Notre Dame gets to an early 20-0 lead by picking apart Manny Diaz’s pass defense and keeping the ‘Canes honest with the run game. The GIF below is a shovel off power read. Urban Meyer’s old shovel play at Utah was ran with speed option, a pulling backside guard and someone running the shovel (TE, Slot, RB). But for Brian Kelly, he ran it off power read, so the same backside pulling guard but off a mesh not speed option and the slot comes back for the shovel. In either instance you’re reading the playside DE. If he attacks the RB the look is to pitch the shovel underneath.
Below, the Irish run split-zone. If the QB pulls and keeps, he has a lead blocker in the h-back that you see blocking for the cutback up field. If #82 doesn’t block in the alley that play is stopped instead of going for 6. Miami has attempted this same play, but it’s a little less effective with Kaaya unwilling to pull and keep if the read is there.
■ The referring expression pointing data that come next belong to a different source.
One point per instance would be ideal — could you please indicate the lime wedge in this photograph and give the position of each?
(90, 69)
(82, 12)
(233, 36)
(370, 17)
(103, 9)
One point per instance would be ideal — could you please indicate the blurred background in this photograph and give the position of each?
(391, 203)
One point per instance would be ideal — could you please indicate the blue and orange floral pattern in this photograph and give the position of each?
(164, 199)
Below, Notre Dame runs the inside zone hesitation step speed option play. What they do is leave the play side DE unblocked. He’s used to seeing the inside zone go away from him in this look. Instead, the Irish then arc block the ILB and stalk the CB and S to that side. This allows the pitch to come off easily without a read. The QB really isn’t going to be able to keep because the DE is unblocked, and with the guy reading pitch blocked, why not just pitch? Washington has been using this for much success too this year.
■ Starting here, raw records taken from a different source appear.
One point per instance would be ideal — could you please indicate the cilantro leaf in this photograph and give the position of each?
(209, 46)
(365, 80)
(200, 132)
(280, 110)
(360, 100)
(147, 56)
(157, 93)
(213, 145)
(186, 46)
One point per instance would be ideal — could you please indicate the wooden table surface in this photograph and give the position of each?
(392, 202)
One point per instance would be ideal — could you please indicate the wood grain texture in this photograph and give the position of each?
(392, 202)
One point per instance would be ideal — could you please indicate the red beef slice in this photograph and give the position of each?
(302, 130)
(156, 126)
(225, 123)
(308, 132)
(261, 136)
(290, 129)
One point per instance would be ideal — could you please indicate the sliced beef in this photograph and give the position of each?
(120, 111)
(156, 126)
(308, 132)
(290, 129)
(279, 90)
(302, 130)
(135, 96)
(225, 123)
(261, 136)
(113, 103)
With everyone bitching about RPO’s in the ‘Canes offense, I think the bigger issue to look at is Brad Kaaya staring down his receivers, holding the ball for four seconds when you know you can’t take a sack (watching too many Dolphins lowlights) and his inability to read the flat defender in RPOs. You could actually see some negative body language towards him from the slot receiver and the back after a couple of reads-gone-wrong in the run game.
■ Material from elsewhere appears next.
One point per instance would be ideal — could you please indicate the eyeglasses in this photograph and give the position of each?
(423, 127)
Below, watch Mr. NFL caliber QB stare down the receiver and throw a pretty weak ball on the out route.
Below, the outside receiver is going to block the most dangerous man. The corner is about 9 yards off so the MDM is the flat defender. The X will cross block him and the slot comes free for a bubble. Instead of pulling and throwing, he gives and the back is eaten alive.
Now, his pre-snap read isn’t bad at all, it’s reading run:
Count the box: 6 (run)
The shell: 2 high (run)
CB leverage: Off (pass)
Flat leverage: split difference (50/50)
It’s post-snap where he goes wrong.
The ‘Canes ran a series of successful RPO stalk/bubble from inside zone plays during the come back. I wish I had more film to use as a display, but when you saw the Hurricanes offense complete a succession of screens, that’s RPO fellas, and it worked when BK made the right read.
Above, Kaaya holds the ball for nearly 4 seconds before being sacked. He has to know on 3rd and 2, he can’t take a sack and he has another down if he throws the ball away. That’s terrible time/game awareness from a junior QB who has started for three seasons.